I have read a few books about Kalaupapa and what life was like for some of the people who were sent here once they were diagnosed with Hansen's Disease (the proper name for leprosy). It was a tragic time for the more than 8000 people who were sent here over a period of 80 - 100 years. People taken away from their families and sent here to be in isolation, where they could not spread the disease. Little children, mothers and fathers.... no one was spared. This photo above is the visiting room. There used to be a glass window that ran right down the middle of the room from end to end. When family or friends came to visit (which was quite rare), the patients would be on one side and the visitors on the other, with absolutely no contact allowed. In later years they changed it to chain link fence so at least conversations could be had, but still no contact.  

A fun old building... even a licence plate from Alberta! No idea how it got there!

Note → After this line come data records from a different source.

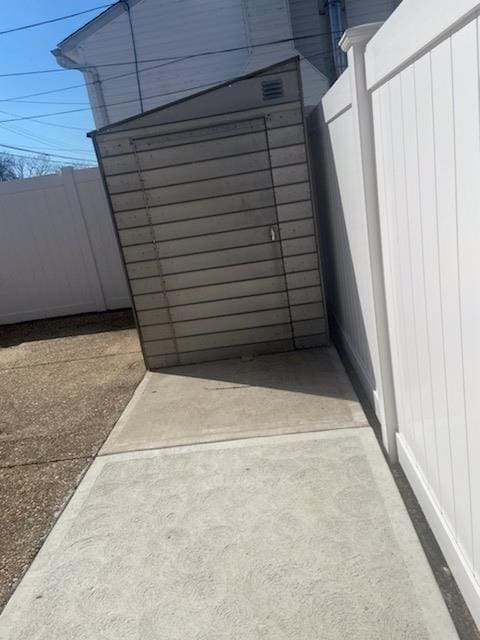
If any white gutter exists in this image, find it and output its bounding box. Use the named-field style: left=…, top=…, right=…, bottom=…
left=52, top=48, right=110, bottom=129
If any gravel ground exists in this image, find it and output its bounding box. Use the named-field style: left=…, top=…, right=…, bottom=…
left=0, top=311, right=145, bottom=609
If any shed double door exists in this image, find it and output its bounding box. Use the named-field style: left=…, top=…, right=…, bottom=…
left=128, top=117, right=293, bottom=368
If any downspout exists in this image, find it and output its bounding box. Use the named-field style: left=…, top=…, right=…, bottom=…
left=325, top=0, right=347, bottom=76
left=52, top=49, right=110, bottom=128
left=122, top=0, right=144, bottom=113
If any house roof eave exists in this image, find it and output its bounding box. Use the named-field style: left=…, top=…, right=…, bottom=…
left=57, top=0, right=142, bottom=53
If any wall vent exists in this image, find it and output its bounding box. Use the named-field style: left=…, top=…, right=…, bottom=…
left=262, top=79, right=283, bottom=100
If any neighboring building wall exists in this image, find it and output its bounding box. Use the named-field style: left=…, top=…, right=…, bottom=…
left=0, top=167, right=130, bottom=324
left=290, top=0, right=335, bottom=78
left=54, top=0, right=328, bottom=127
left=345, top=0, right=400, bottom=28
left=58, top=0, right=248, bottom=127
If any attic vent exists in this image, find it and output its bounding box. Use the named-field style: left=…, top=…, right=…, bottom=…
left=262, top=79, right=283, bottom=100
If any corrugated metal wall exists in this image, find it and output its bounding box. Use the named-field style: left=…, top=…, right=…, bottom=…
left=96, top=60, right=326, bottom=368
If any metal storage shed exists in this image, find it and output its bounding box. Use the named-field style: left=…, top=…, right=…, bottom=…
left=90, top=57, right=327, bottom=369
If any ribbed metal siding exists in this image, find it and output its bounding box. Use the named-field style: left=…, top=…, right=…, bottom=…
left=97, top=63, right=326, bottom=368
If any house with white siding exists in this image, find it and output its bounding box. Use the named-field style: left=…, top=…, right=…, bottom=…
left=53, top=0, right=398, bottom=127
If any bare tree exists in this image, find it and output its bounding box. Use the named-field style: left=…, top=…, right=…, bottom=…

A beautiful spot to sit and journal.
After an hour or so of exploring on my own, I met John back at the wharf where we jumped into the ocean and snorkeled. The water was crystal clear and there were fish everywhere. It felt like we were in a giant aquarium! So wonderful!
After a swim and picnic lunch we met up with Paul who took us for a little tour of the peninsula.
Up on top the crater rim. It was so windy!
The geography of this area is fascinating. About 2 million years ago there was a huge landslide and part of the mountains on the north side of Molokai fell into the sea, leaving the incredible sea cliffs that we see today (the highest sea cliffs in the world). Then about half a million years ago, a volcano just off shore and underwater erupted, forming the peninsula at the base of the cliffs. The crater of that volcano is still part of the peninsula and has a small lake at the bottom of it that is 800 ft deep!
The green cliffs are breathtakingly beautiful.

On the east side of the peninsula near the original settlement of Kalawao.
Walking along the beach, back to the trail up the pali.
 It was quite a hike back up! My calves hurt for a few days after that!
What an incredible day! We were blessed to have some of our new friends (Julie and David) spending the day with the kids so we could have the day together at Kalaupapa. They had a wonderful time and weren't ready for us to come back when we did.
There is so much more I'd love to share about Kalaupapa and the history there but it's beyond the scope of this blog post. If you are at all interested in learning more about this bit of history I would highly recommend a couple of books: No Footprints in the Sand is an amazing memoir written by a patient who just died a few years ago. Molokai is historical fiction. It's well researched, well written and hard to put down... about a young girl sent to Kalaupapa at the age of 7. An amazing, heart wrenching, but beautiful tale.

 Both of these books have left a lasting impression on me, making it even more special to be down there, feeling the energy of all the people that once lived there. A handful of patients remain in Kalaupapa, living out their last years in this beautiful place they call home. If you are ever in Hawaii, I would highly recommend a trip to Molokai, and to Kalaupapa. Make sure you read one of the books first though so you can truly appreciate the history! It is truly an unforgettable experience.